Algunos adjetivos más que me vienen a la mente cuando escribo sobre esta ciudad son los de Introvertida, obsesionada con la apariencia, con capacidad para reinventarse y egocéntrica cual Narciso en su estanque.

 

” Y Buenos Aires come todo lo que encuentra como todo buen Narciso, nadie como yo.

Pero el espejo le devuelve una mirada de misterio, de terror y de fascinación.”

Buenos aires supo asimilar lo mejor del resto del mundo, con lo que dotó a sus calles de la esencia de la mejor arquitectura mundial: Bulevares parisinos, un teatro de ópera de estilo barroco español, monumentales fuentes italianas y una cuadrícula modernista semejante a la de barcelona. A su vez, los muelles de Puerto Madero se inspiraron en los de Londres, al igual que los buzones y las cabinas telefónicas de color rojo del elegante barrio de Recoleta, donde nació y esta enterrada Eva Perón. El resultado de semejante mezcolanza es una sensación curiosa, con todos los símbolos de una ciudad imperial, pero sin una historia imperial tras de sí, en fin, un auténtico palimpsesto (Me encantó esta palabra oída a un porteño).
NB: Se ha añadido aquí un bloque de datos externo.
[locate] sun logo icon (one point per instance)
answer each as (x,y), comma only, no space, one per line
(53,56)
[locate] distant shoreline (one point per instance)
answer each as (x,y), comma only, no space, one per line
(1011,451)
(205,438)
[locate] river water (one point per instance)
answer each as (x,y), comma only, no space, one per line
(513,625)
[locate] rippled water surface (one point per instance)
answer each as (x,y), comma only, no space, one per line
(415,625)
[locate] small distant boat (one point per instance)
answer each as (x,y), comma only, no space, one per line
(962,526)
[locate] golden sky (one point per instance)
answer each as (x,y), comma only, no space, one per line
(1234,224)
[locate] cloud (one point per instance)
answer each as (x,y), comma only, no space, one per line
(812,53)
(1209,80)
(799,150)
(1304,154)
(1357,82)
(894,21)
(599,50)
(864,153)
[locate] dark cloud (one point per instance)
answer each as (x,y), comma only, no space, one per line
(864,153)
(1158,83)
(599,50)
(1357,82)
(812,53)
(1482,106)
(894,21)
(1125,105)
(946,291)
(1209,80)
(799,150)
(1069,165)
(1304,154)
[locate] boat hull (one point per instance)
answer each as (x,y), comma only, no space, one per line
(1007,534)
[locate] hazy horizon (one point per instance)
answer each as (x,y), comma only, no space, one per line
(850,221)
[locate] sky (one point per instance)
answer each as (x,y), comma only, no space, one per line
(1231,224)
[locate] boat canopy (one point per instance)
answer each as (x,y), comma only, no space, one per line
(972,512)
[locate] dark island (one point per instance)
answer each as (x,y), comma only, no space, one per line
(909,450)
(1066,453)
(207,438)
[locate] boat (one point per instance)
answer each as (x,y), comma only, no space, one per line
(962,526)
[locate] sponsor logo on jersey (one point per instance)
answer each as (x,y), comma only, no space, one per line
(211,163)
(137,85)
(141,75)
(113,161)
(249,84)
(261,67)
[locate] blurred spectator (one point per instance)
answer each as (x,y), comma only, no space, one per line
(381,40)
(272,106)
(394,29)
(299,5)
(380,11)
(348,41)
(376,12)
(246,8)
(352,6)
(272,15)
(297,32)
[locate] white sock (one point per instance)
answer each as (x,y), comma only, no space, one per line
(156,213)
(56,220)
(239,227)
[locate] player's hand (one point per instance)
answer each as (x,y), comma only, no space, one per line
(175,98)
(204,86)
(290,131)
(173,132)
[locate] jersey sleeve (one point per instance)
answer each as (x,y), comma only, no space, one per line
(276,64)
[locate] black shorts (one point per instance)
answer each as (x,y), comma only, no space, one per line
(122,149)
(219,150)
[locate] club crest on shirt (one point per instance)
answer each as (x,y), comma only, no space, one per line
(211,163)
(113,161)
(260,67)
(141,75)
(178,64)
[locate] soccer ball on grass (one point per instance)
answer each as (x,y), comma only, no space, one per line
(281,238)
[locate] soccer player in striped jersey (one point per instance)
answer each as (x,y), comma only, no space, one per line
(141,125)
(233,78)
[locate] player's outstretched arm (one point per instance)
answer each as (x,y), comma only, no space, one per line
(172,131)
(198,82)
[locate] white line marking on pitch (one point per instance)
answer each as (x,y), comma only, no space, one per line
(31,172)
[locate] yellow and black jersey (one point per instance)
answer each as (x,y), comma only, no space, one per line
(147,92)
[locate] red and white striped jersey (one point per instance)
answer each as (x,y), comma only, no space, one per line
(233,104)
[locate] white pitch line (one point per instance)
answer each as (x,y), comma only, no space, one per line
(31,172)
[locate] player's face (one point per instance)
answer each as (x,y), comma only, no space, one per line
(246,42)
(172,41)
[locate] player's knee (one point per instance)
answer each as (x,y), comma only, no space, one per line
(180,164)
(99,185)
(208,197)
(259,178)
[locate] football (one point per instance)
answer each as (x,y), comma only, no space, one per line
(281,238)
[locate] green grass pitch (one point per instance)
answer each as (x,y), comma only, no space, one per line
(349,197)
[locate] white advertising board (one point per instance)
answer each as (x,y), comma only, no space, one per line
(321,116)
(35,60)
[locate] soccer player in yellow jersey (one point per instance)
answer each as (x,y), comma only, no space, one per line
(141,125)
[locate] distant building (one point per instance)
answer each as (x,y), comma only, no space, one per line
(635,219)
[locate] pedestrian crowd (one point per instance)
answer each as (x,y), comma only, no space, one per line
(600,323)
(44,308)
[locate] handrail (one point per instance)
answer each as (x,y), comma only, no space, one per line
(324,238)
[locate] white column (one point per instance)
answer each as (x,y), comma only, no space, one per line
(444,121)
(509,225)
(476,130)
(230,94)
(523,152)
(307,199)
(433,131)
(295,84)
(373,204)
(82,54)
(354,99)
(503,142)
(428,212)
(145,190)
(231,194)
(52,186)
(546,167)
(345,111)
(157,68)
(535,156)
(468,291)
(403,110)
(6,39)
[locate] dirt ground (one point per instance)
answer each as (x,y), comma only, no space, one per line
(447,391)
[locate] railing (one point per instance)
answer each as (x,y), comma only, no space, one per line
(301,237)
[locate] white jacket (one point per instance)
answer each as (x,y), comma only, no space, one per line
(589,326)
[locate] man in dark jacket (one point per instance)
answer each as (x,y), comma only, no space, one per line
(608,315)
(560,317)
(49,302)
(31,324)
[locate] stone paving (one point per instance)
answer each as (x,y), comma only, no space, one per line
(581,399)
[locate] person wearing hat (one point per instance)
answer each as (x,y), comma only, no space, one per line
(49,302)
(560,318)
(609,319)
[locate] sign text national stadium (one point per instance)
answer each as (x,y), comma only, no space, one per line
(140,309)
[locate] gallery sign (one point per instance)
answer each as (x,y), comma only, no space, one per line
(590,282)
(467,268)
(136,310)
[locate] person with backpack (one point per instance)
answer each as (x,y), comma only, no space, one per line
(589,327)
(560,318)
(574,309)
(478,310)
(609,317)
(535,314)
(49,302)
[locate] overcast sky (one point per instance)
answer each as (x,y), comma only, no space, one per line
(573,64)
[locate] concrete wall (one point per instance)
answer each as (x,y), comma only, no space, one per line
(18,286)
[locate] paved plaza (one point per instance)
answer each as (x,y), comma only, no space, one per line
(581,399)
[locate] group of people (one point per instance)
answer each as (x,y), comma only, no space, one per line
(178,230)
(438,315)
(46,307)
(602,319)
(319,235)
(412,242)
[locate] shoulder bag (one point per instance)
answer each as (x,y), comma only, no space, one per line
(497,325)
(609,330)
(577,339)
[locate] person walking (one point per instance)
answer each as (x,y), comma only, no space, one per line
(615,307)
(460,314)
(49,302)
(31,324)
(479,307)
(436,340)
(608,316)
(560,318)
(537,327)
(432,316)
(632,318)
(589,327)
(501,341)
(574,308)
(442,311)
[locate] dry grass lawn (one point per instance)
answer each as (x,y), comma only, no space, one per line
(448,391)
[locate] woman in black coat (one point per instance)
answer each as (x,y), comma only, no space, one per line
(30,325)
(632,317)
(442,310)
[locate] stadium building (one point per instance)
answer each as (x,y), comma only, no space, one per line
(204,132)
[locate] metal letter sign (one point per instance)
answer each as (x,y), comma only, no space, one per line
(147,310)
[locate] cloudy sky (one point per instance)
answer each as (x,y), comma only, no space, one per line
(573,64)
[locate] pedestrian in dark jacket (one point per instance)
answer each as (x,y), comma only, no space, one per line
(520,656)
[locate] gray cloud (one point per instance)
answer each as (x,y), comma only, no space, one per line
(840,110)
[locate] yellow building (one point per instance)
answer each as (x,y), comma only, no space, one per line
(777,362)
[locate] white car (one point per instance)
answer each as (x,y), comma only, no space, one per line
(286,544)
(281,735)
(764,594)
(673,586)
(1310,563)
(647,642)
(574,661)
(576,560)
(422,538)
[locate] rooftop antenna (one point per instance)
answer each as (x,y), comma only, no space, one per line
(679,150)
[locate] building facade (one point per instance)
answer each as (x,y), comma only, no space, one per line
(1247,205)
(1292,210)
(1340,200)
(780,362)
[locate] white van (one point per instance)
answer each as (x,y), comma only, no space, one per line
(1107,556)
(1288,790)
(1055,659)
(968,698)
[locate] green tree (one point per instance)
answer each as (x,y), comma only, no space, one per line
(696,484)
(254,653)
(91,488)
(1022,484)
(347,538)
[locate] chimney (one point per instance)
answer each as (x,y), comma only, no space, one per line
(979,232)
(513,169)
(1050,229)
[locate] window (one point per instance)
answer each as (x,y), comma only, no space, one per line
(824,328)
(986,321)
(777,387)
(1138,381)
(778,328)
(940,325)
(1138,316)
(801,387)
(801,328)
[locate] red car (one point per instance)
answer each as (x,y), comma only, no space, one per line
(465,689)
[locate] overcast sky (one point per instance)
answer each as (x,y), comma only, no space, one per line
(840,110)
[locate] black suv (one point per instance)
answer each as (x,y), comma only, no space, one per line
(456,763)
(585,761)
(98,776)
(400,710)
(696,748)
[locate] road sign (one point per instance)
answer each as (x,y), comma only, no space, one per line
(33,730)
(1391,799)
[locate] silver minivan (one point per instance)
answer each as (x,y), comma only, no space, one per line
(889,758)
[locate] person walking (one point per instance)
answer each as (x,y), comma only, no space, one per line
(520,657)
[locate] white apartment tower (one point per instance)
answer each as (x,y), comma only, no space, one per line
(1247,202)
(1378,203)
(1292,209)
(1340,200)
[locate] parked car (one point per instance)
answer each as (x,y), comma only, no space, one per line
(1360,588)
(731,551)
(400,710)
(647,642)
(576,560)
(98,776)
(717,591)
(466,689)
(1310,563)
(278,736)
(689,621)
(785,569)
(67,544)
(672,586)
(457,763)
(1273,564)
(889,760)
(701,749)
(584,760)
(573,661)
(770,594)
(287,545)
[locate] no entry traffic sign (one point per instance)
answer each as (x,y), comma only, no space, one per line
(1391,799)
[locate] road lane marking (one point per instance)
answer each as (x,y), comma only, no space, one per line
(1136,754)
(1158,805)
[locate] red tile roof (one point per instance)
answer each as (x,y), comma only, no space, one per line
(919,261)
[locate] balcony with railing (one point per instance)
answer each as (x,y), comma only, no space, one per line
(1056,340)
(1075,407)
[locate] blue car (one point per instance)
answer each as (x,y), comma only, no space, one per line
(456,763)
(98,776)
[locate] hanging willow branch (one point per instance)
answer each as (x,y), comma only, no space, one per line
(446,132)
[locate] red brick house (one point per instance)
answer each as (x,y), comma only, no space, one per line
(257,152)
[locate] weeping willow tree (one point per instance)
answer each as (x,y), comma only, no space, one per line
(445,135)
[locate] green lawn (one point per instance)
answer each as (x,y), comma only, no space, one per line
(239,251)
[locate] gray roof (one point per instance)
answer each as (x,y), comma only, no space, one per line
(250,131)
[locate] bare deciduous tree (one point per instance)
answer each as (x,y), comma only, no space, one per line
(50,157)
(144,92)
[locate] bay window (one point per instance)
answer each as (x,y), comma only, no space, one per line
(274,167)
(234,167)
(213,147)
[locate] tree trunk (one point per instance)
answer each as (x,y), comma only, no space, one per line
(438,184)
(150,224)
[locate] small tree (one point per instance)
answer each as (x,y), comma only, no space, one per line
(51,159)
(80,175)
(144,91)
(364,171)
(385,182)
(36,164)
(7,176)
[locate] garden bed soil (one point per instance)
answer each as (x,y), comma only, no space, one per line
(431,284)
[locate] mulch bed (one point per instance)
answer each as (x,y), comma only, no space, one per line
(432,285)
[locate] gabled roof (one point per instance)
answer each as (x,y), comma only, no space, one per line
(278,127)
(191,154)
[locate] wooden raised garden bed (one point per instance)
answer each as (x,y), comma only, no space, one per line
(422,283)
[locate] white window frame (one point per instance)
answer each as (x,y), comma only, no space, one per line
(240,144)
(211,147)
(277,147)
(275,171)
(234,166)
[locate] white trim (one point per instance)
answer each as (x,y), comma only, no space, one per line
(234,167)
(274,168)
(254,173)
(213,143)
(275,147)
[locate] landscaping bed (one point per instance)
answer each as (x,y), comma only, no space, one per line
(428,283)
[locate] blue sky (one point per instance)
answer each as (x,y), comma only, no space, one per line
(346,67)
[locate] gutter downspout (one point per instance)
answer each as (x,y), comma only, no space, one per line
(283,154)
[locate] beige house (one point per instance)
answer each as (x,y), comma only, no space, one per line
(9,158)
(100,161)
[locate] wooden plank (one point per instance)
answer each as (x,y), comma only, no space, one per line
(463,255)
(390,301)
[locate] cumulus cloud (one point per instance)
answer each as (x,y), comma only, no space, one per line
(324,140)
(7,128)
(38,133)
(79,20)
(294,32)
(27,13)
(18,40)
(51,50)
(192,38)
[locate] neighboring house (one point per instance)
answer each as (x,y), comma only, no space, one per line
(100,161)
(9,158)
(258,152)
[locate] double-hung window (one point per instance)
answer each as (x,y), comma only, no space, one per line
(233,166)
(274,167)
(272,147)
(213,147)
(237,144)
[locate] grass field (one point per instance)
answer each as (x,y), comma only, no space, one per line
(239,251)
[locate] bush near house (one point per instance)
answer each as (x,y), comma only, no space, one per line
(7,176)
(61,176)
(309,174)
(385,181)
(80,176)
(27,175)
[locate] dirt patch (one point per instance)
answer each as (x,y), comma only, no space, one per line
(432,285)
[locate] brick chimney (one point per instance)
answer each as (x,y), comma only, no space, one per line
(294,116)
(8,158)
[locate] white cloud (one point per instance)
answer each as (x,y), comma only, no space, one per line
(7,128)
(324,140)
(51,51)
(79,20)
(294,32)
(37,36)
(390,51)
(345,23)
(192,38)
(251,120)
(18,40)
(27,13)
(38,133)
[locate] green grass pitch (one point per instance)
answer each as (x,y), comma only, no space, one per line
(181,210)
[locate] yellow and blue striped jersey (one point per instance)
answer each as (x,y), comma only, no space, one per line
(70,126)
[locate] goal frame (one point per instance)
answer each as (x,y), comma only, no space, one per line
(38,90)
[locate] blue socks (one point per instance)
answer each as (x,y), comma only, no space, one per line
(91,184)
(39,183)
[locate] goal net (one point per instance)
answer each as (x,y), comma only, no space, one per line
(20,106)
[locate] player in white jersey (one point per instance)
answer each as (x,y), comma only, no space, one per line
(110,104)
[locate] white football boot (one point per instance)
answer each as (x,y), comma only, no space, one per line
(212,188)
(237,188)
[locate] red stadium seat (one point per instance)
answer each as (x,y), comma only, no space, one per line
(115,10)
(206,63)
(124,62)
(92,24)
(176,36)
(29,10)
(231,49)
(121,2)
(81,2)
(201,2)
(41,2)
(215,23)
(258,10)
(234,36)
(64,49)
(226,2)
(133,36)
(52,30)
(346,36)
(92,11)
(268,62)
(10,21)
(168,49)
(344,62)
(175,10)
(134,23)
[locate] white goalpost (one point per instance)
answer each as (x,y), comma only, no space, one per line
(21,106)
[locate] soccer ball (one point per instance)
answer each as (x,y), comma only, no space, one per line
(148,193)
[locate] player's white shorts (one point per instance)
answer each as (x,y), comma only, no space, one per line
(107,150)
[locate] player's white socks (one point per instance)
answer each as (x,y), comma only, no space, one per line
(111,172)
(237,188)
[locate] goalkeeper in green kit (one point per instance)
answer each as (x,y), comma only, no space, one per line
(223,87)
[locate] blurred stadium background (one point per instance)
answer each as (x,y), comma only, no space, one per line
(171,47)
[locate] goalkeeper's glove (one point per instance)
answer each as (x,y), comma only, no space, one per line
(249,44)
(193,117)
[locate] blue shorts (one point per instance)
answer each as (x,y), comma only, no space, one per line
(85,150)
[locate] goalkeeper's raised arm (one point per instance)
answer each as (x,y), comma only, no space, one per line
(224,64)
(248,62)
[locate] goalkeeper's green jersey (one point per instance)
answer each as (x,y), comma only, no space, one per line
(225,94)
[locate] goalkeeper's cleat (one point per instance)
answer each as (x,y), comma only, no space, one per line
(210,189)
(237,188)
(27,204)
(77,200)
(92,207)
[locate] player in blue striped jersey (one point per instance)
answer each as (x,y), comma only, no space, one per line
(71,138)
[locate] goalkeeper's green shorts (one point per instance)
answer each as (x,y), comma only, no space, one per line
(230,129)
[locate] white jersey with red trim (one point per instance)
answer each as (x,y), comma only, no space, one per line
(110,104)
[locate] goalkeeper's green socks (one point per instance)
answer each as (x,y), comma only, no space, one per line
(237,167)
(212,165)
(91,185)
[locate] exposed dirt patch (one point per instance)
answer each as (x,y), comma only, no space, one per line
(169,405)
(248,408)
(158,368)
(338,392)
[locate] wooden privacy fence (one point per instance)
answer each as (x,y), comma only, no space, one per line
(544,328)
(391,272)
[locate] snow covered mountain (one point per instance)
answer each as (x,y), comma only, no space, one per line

La mejor forma de conocer la ciudad es a través de los taxistas. A los que somos curiosos nos encanta que nos cuenten cosas de cada ciudad y ningún lugar fue tan bueno para esta práctica como Buenos Aires. Es una enciclopedia “taxista”. Recuerdo que mientras nos llevaban a los diferentes destinos, los taxistas soltaban la mano del volante y, haciendo aspavientos y exagerados ademanes, nos pasaban lista a la situación política, económica y social del país. Si algo no lo quería platicar nos decía sin inmutarse “eso no lo conversemos”.Nos quedamos con la sensación que de nada sirven los tertulianos radiofónicos cuando es un taxista el que habla. Un orgullo ser de este gremio en Buenos Aires.

No seriamos justos si no dijéramos que es una ciudad erótica y sensual. Es aquí donde nació ese baile que es lo más próximo a una penetración en posición vertical y con la ropa puesta. Hubo que esperar a que los franceses adoptaran el tango en su cultura para que el pequeño bandoneón se hiciera un hueco entre las clases adineradas de Buenos Aires. El ritual de este peculiar coito bailado no ha perdido ni un ápice de su brío en manos de los elegantes hombres vestidos de negro cual réplicas de Julio Iglesias. El otro gran placer carnal de la ciudad es su célebre carne a la parrilla, presente hasta en la más humilde de las casas.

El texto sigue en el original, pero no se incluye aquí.